I know that you're doing KeepAlive messages but its possible that something along the route is not supporting them. If you send your own ping message with a few bytes, you can be sure. I'd capture the actual packets on both ends with Wireshark in either case to make sure that the KeepAlive messages are really getting all the way to the endpoint.

Michael Covelli
I'm not sending tcp keepalive, it's actual "empty" business messages as Thorbjørn suggested to ensure at least one message gets send at least every ten minutes. Less is difficult because the whole thing also needs to work over rather expensive 3G mobile networks so I also need to keep the byte count low.
Daniel Beck
Ah, if you're sending real 0-byte packets from application layer to application layer than I guess that's not it. You could try it with a 1 minute frequency just in dev to rule it out even if that's not a practical solution for prod. But I also missed where you said that it had happened when running on the same machine. I'd try to replicate that first. No need to waste time with wireshark and the networking if it can happen on the same machine.
Michael Covelli
+1  A: 

If you get -1 meaning the stream is closed then you cannot read beyond this and find more data. Once a stream is closed, it cannot be read again.
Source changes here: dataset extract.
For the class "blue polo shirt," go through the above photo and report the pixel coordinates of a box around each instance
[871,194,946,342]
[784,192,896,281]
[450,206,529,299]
It sounds like you are performing a read() and casting this to a byte. This means you cannot tell the difference between a 255 value (which you can read beyond) and a -1 stream closed value (which you cannot)

Peter Lawrey
I don't cast the result of the stream.read() operation to byte. I know what the docs say. If I just ignore -1 and try again reading 100 milliseconds later, and repeat this indefinitely, new data arrives eventually. It's crazy, but it actually works.
Daniel Beck
It's possible that this behavior is a consequence of layering a stream on top of a socket (which at the OS level provides its own stream semantics). However, given that the Bug Parade doesn't have any reports of similar behavior, I would suspect the OP's code before suspecting Java.